Ce contexte souligne l’importance d’un équilibre subtil entre régulation et développement économique. L’Autorité Nationale des Jeux (ANJ) en France, souvent citée comme exemple de bonne pratique, a mis en avant une approche pragmatique favorisant la conciliation entre innovation et responsabilité. Les experts francophones africains étudient ces modèles pour adapter les solutions aux spécificités locales.
Sur le terrain, on note aussi une évolution dans l’impact socioculturel des paris sportifs. Si ces derniers restent un loisir très populaire, notamment lors des grandes compétitions comme la CAN ou la Coupe de France, la multiplication des sites incite à une vigilance accrue. Les cafés et maquis, en particulier dans les capitales comme Dakar ou Yaoundé, restent des lieux privilégiés de rassemblement pour suivre les matches mais aussi pour parier, dans des environnements parfois informels.
Dans ce contexte, la montée en puissance d’premier bet et d’autres plateformes similaires, qui tentent de combiner divertissement et respect des normes, illustre bien les enjeux actuels. Le recours à ces sites montre à la fois un appétit fort pour les paris et une demande d’expérience utilisateur sécurisée.
Enfin, la taxation sur les revenus des paris constitue un point sensible dans les débats publics. Alors que certains gouvernements exploitent cette source pour financer des politiques sociales, d’autres redoutent que des prélèvements trop lourds ne favorisent le développement du marché illégal. Cette problématique cristallise ainsi des tensions entre acteurs économiques et régulateurs.
« Le marché des paris sportifs en Afrique francophone est à un moment charnière. La mise en place de cadres légaux rigoureux est indispensable pour protéger les consommateurs, mais elle doit être accompagnée d’une démarche inclusive pour ne pas étouffer la croissance économique », conclut Anne-Marie Kouassi, chercheuse à l’Institut d’Études Africaines d’Abidjan.

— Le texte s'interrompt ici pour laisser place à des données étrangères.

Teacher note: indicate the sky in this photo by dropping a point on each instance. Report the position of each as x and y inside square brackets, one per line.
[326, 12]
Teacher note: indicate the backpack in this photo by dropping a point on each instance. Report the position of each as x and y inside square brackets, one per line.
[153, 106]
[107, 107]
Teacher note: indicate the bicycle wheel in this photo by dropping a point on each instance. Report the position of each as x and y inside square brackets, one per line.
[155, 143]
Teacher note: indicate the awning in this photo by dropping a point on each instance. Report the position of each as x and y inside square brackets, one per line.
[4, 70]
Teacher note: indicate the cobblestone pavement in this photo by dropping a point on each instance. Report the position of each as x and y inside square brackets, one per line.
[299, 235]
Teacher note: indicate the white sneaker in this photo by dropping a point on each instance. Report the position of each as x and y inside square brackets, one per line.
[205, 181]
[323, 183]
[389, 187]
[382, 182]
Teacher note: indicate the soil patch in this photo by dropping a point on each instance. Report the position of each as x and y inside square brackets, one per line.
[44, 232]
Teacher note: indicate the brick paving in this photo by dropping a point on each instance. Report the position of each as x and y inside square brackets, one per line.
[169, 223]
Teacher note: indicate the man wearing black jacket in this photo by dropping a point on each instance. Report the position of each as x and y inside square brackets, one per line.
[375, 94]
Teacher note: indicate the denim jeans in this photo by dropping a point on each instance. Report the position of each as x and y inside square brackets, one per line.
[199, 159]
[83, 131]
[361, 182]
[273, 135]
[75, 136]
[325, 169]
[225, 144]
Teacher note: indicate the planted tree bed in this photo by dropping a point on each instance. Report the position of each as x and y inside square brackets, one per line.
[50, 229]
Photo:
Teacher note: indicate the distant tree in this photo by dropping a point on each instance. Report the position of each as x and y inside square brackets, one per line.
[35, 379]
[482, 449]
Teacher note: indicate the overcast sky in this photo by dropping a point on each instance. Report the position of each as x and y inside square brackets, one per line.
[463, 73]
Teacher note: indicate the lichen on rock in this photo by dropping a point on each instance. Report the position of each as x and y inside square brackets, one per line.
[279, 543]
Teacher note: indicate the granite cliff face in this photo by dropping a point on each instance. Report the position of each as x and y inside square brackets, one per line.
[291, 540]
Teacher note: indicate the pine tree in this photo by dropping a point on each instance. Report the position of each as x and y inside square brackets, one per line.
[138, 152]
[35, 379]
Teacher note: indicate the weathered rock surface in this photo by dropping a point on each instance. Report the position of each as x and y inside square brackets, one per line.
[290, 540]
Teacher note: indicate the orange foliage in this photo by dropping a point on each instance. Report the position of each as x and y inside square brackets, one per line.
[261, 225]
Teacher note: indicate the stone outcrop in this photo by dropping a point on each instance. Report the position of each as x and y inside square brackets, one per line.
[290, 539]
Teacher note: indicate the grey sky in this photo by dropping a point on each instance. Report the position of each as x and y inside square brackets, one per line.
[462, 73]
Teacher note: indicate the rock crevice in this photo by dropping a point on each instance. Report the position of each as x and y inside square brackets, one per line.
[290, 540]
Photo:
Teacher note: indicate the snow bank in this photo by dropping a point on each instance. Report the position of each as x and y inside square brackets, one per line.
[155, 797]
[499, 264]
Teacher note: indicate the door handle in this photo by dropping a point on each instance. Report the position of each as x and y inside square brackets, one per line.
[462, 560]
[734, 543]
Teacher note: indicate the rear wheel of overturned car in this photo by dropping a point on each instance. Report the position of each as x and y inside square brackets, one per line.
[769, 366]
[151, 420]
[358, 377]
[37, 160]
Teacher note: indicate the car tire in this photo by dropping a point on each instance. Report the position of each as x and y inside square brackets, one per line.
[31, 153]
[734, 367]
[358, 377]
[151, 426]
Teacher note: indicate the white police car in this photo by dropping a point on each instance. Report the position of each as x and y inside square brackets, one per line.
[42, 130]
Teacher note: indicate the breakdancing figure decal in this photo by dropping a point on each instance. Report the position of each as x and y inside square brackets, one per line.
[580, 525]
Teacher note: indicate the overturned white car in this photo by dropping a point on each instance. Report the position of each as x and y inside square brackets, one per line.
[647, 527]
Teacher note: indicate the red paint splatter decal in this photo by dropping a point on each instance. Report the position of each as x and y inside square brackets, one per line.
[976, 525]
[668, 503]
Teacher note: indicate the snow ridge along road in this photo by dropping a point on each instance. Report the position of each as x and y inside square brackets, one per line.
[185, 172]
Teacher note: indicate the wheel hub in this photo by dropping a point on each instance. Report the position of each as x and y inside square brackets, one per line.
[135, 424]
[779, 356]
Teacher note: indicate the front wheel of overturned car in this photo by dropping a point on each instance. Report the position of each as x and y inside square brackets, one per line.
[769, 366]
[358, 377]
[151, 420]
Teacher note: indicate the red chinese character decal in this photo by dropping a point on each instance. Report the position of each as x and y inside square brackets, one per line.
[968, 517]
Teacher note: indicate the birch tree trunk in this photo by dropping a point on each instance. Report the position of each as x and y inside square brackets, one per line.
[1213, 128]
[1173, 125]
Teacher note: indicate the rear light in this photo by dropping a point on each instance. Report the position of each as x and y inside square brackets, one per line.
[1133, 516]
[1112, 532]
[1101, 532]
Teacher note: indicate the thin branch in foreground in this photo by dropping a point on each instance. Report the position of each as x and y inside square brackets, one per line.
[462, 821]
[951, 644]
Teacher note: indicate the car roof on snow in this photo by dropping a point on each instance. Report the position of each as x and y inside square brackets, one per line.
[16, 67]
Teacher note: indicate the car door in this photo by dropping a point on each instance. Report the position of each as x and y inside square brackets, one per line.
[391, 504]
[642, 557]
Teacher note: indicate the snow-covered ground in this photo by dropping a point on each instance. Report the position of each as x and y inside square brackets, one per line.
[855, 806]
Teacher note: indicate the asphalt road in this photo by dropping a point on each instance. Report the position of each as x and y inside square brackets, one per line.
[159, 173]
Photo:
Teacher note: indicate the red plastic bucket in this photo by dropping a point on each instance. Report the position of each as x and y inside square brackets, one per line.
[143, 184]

À l’heure où les discussions sur la régulation des jeux d’argent se multiplient, la question demeure : comment concilier innovation, protection des joueurs et développement économique dans un environnement aussi dynamique que complexe ? La réponse à cette interrogation conditionnera sans doute l’avenir du marché des paris en Afrique francophone.
Camille Dupont couvre l’industrie des jeux d’argent en Afrique francophone. Son analyse porte sur les dynamiques de marché et les implications réglementaires des paris sportifs.